Et pourtant, il suffit de circuler une toute petite heure sur la voie publique d’une de nos grandes agglomérations pour mesurer l’inanité de ce constat. Les encombrements urbains ? Trop peu de places de stationnement proposées pour toujours plus de véhicules. Etant entendu, soit dit en passant, que l’écrasante majorité de ces véhicules n’a pas pour vocation de faire du tourisme mais de transporter des gens qui travaillent et ne peuvent faire autrement. La vitesse ? Justement, s’il y a autant d’encombrements et de bouchons dans nos villes, comment faire croire que la vitesse en serait le fléau majeur ?

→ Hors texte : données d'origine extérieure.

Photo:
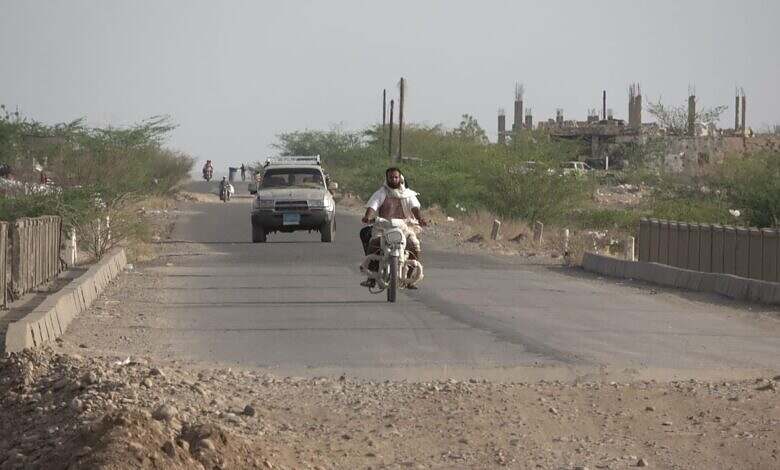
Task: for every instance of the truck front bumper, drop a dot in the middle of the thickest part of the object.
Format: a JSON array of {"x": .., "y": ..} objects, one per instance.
[{"x": 273, "y": 221}]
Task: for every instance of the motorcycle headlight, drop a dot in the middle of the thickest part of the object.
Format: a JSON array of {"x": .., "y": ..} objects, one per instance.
[
  {"x": 264, "y": 203},
  {"x": 394, "y": 237}
]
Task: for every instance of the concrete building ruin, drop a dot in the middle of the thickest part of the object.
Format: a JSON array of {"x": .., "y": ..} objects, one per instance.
[{"x": 692, "y": 150}]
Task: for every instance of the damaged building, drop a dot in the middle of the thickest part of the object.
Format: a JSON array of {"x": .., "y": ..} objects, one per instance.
[{"x": 610, "y": 141}]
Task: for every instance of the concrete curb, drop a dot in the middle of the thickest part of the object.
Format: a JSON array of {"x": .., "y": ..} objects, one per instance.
[
  {"x": 735, "y": 287},
  {"x": 51, "y": 318}
]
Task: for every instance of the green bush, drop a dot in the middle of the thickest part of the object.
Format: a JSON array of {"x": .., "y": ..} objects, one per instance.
[
  {"x": 97, "y": 172},
  {"x": 455, "y": 169},
  {"x": 752, "y": 185}
]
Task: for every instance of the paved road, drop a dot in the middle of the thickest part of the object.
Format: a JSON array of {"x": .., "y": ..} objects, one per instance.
[{"x": 294, "y": 305}]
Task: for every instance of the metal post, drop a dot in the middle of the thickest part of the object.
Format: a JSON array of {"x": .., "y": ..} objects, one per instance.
[
  {"x": 401, "y": 123},
  {"x": 390, "y": 139},
  {"x": 384, "y": 115},
  {"x": 744, "y": 113},
  {"x": 692, "y": 115},
  {"x": 501, "y": 128},
  {"x": 495, "y": 233}
]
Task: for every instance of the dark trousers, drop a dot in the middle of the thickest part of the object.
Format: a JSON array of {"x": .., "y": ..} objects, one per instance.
[{"x": 365, "y": 237}]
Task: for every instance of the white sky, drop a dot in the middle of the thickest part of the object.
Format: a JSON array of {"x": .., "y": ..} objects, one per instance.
[{"x": 233, "y": 74}]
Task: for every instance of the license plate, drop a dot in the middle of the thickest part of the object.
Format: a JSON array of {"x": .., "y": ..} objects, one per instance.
[{"x": 291, "y": 219}]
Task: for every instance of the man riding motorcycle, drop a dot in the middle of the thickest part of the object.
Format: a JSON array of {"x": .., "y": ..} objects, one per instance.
[
  {"x": 392, "y": 201},
  {"x": 208, "y": 170},
  {"x": 225, "y": 187}
]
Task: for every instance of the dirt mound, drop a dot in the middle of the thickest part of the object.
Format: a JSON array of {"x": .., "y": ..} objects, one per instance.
[{"x": 64, "y": 411}]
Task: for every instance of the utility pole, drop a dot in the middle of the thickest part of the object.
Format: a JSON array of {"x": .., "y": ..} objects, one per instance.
[
  {"x": 401, "y": 124},
  {"x": 384, "y": 115},
  {"x": 390, "y": 139}
]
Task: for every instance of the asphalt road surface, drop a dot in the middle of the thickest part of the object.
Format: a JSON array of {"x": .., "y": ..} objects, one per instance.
[{"x": 294, "y": 305}]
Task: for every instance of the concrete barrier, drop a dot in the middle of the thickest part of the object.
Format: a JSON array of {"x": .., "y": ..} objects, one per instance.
[
  {"x": 674, "y": 237},
  {"x": 742, "y": 254},
  {"x": 769, "y": 241},
  {"x": 663, "y": 242},
  {"x": 655, "y": 237},
  {"x": 717, "y": 248},
  {"x": 51, "y": 318},
  {"x": 735, "y": 287},
  {"x": 683, "y": 234},
  {"x": 705, "y": 248},
  {"x": 644, "y": 240},
  {"x": 756, "y": 259},
  {"x": 694, "y": 235}
]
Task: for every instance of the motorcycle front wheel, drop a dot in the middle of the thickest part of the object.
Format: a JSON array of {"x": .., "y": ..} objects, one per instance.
[{"x": 392, "y": 286}]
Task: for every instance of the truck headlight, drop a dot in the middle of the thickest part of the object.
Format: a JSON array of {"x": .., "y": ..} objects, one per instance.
[
  {"x": 324, "y": 203},
  {"x": 264, "y": 203}
]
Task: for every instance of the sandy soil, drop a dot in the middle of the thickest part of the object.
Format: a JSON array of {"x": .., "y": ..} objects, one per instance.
[{"x": 84, "y": 403}]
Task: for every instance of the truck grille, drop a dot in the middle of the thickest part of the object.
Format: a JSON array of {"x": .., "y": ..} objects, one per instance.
[{"x": 291, "y": 206}]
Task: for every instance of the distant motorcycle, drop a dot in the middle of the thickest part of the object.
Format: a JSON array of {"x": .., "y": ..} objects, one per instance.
[
  {"x": 226, "y": 191},
  {"x": 396, "y": 270}
]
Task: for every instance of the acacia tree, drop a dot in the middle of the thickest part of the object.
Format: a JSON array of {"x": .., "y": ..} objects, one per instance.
[
  {"x": 675, "y": 118},
  {"x": 469, "y": 129}
]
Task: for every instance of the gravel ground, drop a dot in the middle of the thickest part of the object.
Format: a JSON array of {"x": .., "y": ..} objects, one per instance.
[
  {"x": 90, "y": 403},
  {"x": 69, "y": 411}
]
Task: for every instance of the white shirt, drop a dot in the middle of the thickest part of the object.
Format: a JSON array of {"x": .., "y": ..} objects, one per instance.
[{"x": 378, "y": 198}]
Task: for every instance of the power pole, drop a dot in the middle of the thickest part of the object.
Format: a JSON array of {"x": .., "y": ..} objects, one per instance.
[
  {"x": 384, "y": 115},
  {"x": 390, "y": 139},
  {"x": 401, "y": 124}
]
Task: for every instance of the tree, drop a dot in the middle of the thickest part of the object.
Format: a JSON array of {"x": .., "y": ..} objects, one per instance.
[
  {"x": 470, "y": 130},
  {"x": 675, "y": 118}
]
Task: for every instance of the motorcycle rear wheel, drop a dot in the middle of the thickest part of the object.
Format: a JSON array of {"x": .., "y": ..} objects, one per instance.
[{"x": 392, "y": 286}]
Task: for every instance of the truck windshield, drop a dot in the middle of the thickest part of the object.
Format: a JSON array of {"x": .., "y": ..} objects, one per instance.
[{"x": 292, "y": 177}]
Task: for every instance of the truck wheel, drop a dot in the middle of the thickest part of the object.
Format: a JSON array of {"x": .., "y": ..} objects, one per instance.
[
  {"x": 258, "y": 234},
  {"x": 328, "y": 231}
]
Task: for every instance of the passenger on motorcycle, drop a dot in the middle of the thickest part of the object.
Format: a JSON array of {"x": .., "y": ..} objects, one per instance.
[
  {"x": 392, "y": 201},
  {"x": 223, "y": 187}
]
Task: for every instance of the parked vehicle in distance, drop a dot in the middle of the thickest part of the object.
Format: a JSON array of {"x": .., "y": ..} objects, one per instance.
[
  {"x": 293, "y": 194},
  {"x": 575, "y": 167}
]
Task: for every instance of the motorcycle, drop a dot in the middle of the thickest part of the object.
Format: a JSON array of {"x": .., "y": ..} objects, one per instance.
[
  {"x": 226, "y": 192},
  {"x": 396, "y": 269}
]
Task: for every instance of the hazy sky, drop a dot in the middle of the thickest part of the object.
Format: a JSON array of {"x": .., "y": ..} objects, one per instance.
[{"x": 233, "y": 74}]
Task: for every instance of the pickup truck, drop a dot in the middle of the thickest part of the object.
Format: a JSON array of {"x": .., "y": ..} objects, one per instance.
[{"x": 293, "y": 194}]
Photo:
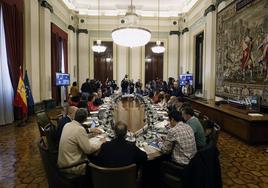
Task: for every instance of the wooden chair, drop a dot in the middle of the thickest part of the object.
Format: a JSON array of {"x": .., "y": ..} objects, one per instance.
[
  {"x": 42, "y": 122},
  {"x": 122, "y": 177}
]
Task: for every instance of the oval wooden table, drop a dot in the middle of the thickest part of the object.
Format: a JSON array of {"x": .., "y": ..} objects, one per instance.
[{"x": 132, "y": 113}]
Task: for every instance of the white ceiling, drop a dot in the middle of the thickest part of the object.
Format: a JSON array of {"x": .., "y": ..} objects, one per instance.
[{"x": 168, "y": 8}]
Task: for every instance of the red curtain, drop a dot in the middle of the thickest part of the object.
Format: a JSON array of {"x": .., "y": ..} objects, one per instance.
[
  {"x": 59, "y": 39},
  {"x": 13, "y": 23}
]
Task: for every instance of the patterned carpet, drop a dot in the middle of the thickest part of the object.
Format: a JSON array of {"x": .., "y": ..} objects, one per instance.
[{"x": 21, "y": 166}]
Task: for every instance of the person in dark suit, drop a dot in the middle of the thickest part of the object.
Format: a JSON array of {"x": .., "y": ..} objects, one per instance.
[{"x": 119, "y": 152}]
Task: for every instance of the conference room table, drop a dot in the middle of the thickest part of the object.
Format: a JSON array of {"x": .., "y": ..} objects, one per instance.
[{"x": 133, "y": 113}]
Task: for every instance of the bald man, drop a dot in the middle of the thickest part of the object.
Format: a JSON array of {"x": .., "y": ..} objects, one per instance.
[{"x": 68, "y": 116}]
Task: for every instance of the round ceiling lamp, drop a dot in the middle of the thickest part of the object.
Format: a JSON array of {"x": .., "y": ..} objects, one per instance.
[
  {"x": 158, "y": 48},
  {"x": 132, "y": 35},
  {"x": 98, "y": 47}
]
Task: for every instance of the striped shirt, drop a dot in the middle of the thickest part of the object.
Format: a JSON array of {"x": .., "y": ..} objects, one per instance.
[{"x": 180, "y": 141}]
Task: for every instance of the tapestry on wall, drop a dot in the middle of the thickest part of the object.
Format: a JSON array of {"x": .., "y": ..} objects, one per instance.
[{"x": 242, "y": 50}]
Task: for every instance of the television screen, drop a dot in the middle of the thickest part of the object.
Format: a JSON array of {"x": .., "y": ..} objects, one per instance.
[
  {"x": 186, "y": 77},
  {"x": 62, "y": 79}
]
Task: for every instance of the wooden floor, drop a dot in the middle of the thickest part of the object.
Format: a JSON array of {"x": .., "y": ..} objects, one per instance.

Comme souvent, nos fameux experts passent à côté du vrai problème qui est celui de l’incivisme. Cette tendance grandissante s’exprime dans nos rues et avenues par le refus ou le mépris des règles communes, tout simplement. Griller un feu délibérément, par exemple, et non plus seulement comme auparavant passer à l’ « orange bien mûr »  ; ou refus de respecter la priorité, un « céder le passage » voire un « stop ». Au point que certains automobilistes en oublient presque de bonne foi la règle et croient mordicus qu’un « stop » ne saurait prévaloir sur la priorité à droite ! 

Il y a aussi ces deux-roues, les cyclistes tout particulièrement, qui se fichent totalement des arrêts imposés ou des sens de circulation ; qui ne regardent même pas à droite ou à gauche en franchissant un carrefour où ils n’ont d’ailleurs pas forcément la priorité et qui n’entendent même pas à cause des écouteurs bien enfoncés dans leurs oreilles.

Qui n’a constaté également que les conducteurs mettent de plus en plus souvent leur clignotant de changement de direction lorsque cela leur chante et qu’ils se moquent éperdument des files de circulation qui imposent de tourner, quitte à bloquer tout le monde ?

Tellement familiers à l’observateur qui cherche à voir la réalité en face, ces comportements au volant ne sont rien moins que de l’incivisme : refus des règles, mépris de son voisin. Mais nos experts ès-circulation n’en semblent pas perturbés pour autant. Bien au contraire, ils en rajoutent dans les difficultés à circuler : en rétrécissant à l’extrême les voies, en élargissant exagérément les voies de bus ou en disposant des murets ici ou là ; ou en plaçant des sens interdits d’une façon aberrante, digne du fameux sketch de Raymond Devos, ou encore en permettant aux cyclistes de s’affranchir de la règle commune. A –t-on vraiment mesuré, en termes de confusion et d’effets pervers, l’introduction de facto d’un code de la route à plusieurs vitesses ? Aujourd’hui les cyclistes, demain les deux-roues dans leur ensemble, puis fort logiquement tout conducteur de véhicule écoeuré par une telle discrimination.

Ce sont bel et bien les pouvoirs publics qui, au fil de leurs mesures stupéfiantes, ont aggravé la confusion et créé la chienlit dans nos cités. Au nom d’une idéologie ou d’un politiquement correct, certes, mais surtout en résultat d’une analyse parfaitement abstraite ou soi-disant statistique de la situation.

Je me disais étonné par une telle confusion mais je n’en suis pas pour autant surpris. S’en prendre de front à l’incivisme aussi périlleux qu’abstrait aux yeux de nos administrateurs. La réponse à la vitesse – les radars – a du moins le mérite de la clarté. En revanche, comment lutter contre l’incivisme qui est un phénomène beaucoup plus global que la circulation automobile ?

Sans doute y a-t-il là matière à réflexion. Mais il faut bien le comprendre : s’en dispenser rendra forcément aléatoire voire dérisoire les diverses mesures de régulation. La dernière en date est ce projet d’autoriser bus, taxis et véhicules de covoiturage à emprunter la bande d’arrêt d’urgence autour des grandes villes. Songer à décongestionner l’entrée des agglomérations est bien mais ne pas multiplier les mesures délibérées de blocage de la circulation est encore mieux.